Partnerships

Introduction:


This year, due to the COVID-19 circumstance, we are not only not allowed to leave Beijing, but all universities and research institutions in Beijing were also not allowed for visiting, not to mention accommodating so many of us to conduct experiments at the same time. In this case, a high school team like us need to find a company to finish our experiment. Faced with such a dilemma, we found a company that could accommodate us for doing experiments, but it did not have the conditions to conduct protein purification experiments, and the platform for trial expression was not mature. While doing the test expression in company, we encountered bottlenecks, and at that time TJUSLS_China reached out to help us break through this difficulty, and finally explored the appropriate protein induction expression conditions.



Overview


We established Partnership with TJUSLS_China.

We have established the partnership in experiment, model, HP, Wiki and Art to achieve all-round mutual assistance.

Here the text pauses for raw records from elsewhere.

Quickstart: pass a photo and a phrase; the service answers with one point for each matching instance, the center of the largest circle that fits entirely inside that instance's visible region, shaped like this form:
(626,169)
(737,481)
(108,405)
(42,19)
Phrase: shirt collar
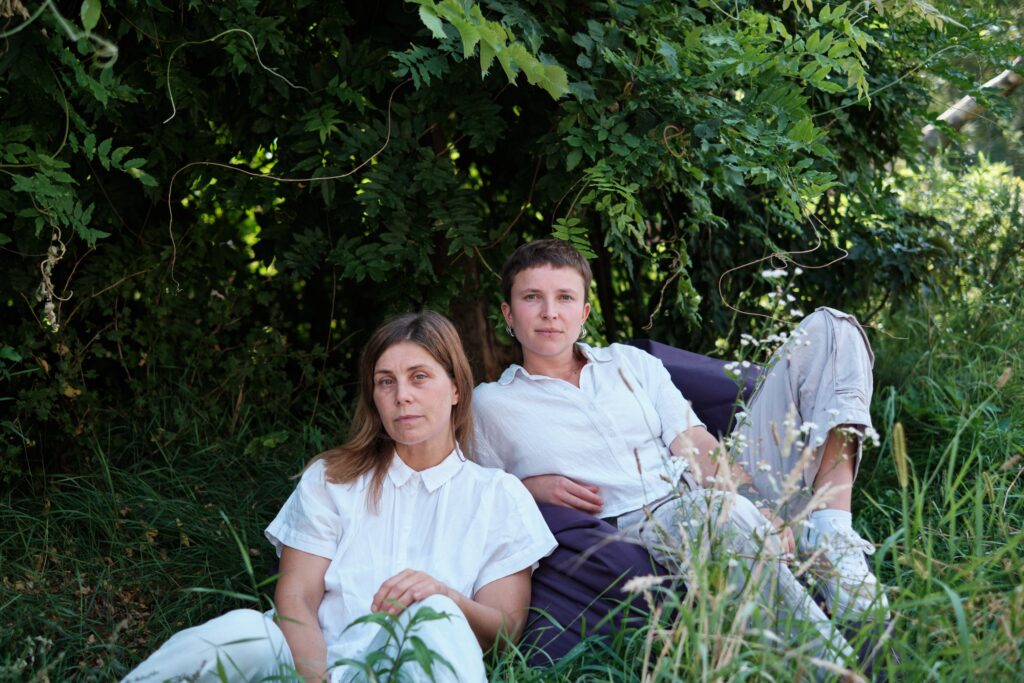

We used our regional advantages and the professional skills from the art members to help them solve emergency issues in art, and they also used their strength in laboratory conditions and experimental experiences to help us make pivotal progress in experiment.



May- Work before partnership:


TJUSLS are our old friends, since we have established a partnership with them in the 2021 iGEM competition which we both focused on the theme of PET degradation, and we have all achieved better results after helping each other, apart from the gold medal.

While starting apply for the impact grant in the mid-May, TJUSLS_China came and asked about our successful application last year, and we shared our experiences and suggestions.



July- Work before partnership:


This year, due to the sever COVID-19 circumstance in Beijing which limit the development of our experimental sessions, and the lack of professional art team manpower to start the painting work in their team, we still continue with our in-depth cooperation, in order to renew our acquaintance.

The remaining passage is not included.